Of course, these stories have to translate into a return on investment. ‘Especially within the corporate sector, video-content needs to achieve return on- investment and drive leads down a sales funnel,’ explains Spectrecom’s Ridley. ‘To ensure we can do that, we need to look at creating three types of video content. Often people have different names for these, but I tend to go by Hero, Hub and Help.

‘Hero content is our brand awareness. It’s eye-catching and attention grabbing and will initially engage your prospects to the top of the funnel, turning them into marketing qualified leads (MQLs). Hub content will educate those now familiar with your brand.

‘This video-content will highlight some of your services, explaining how you will help solve problems previously presented. This content will drive the MQLs down the funnel, turning them into sales-qualified leads (SQLs). Help content will then help sales teams convert those SQLs.’

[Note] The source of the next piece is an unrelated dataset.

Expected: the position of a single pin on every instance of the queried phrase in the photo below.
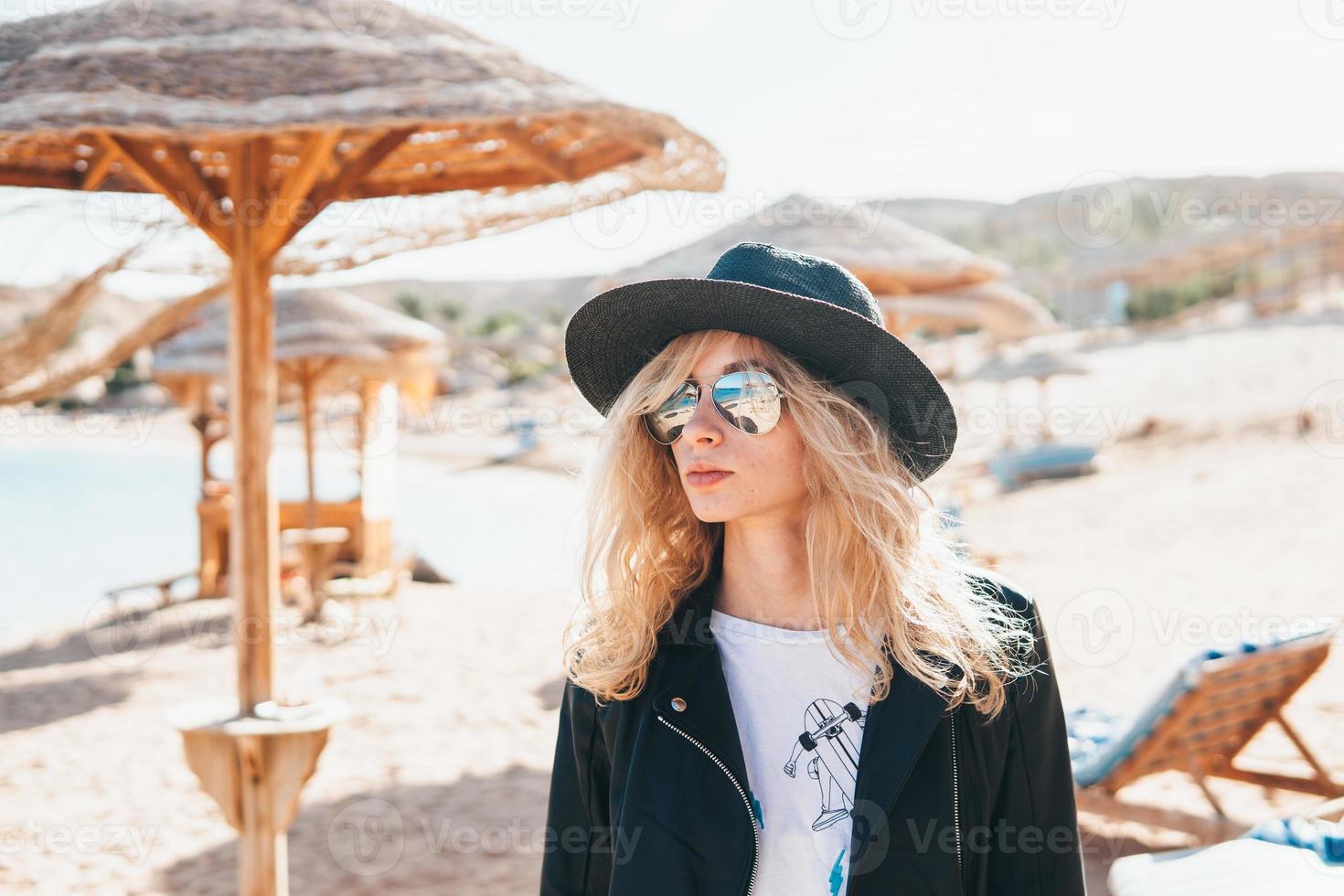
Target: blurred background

All those acronyms might sound complex but, at their heart, they recognise that there are different stages for engaging potential customers, from raising brand awareness to reminding customers of how you can help them, and being present (at the top of their Google search) when they need you.

‘Telling stories is powerful but we need to take it back to the reason we tell a story – because people have that emotional connection and want to know more. Less is more. Enticing and intriguing an audience helps them to learn more about that brand,’ says Woodworth.

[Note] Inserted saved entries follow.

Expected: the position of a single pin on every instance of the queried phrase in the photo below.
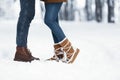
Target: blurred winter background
(91, 25)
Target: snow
(99, 58)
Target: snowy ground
(99, 58)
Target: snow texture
(99, 58)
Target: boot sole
(74, 56)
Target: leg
(54, 37)
(51, 16)
(51, 19)
(26, 15)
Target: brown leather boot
(24, 54)
(71, 53)
(59, 54)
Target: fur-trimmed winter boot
(24, 54)
(71, 53)
(59, 54)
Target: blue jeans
(51, 20)
(25, 17)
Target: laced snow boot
(59, 54)
(71, 53)
(23, 54)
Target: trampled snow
(99, 58)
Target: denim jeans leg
(51, 20)
(25, 17)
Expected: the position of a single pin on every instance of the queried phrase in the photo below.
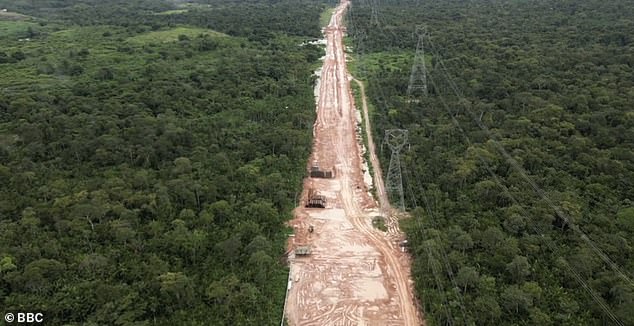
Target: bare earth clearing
(355, 274)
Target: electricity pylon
(418, 77)
(396, 139)
(374, 19)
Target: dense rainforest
(519, 175)
(150, 153)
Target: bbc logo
(24, 317)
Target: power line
(396, 139)
(536, 188)
(418, 77)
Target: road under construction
(348, 272)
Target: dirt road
(355, 274)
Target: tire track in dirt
(355, 274)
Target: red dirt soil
(355, 274)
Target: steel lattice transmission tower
(396, 139)
(374, 19)
(418, 77)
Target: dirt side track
(355, 274)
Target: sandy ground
(355, 274)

He adds that video can also be good for escapism – giving the audience a different perspective. ‘It’s still storytelling,’ he says. ‘It drives emotion better than any other communications, in my opinion. It appeals to all the senses. You can really connect with people. It’s a media that everyone is used to consuming.’

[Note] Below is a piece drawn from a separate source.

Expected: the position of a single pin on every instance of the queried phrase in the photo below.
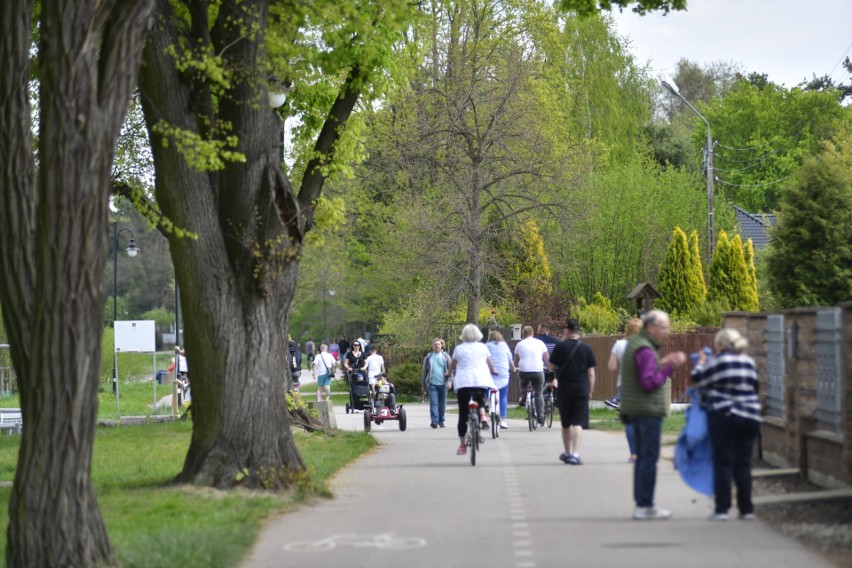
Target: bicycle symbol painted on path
(385, 541)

‘It’s a funny thing,’ says Cave. ‘Consumer brand markets have become brutal. No amount of TV advertising will work if the price and the customer experience isn’t right. Consumers have become unforgiving tyrants. Conversely, stock markets continue to be driven by sentiment.

‘Corporate brands are increasing in their value as an indicator of ethics, purpose and vision. And moving images are the most powerful way of making that branding tangible and meaningful. Anything that can be moving images, will be. This is all about the supposedly ‘soft’ emotional stuff, which more and more, is translating to hard commercial value.’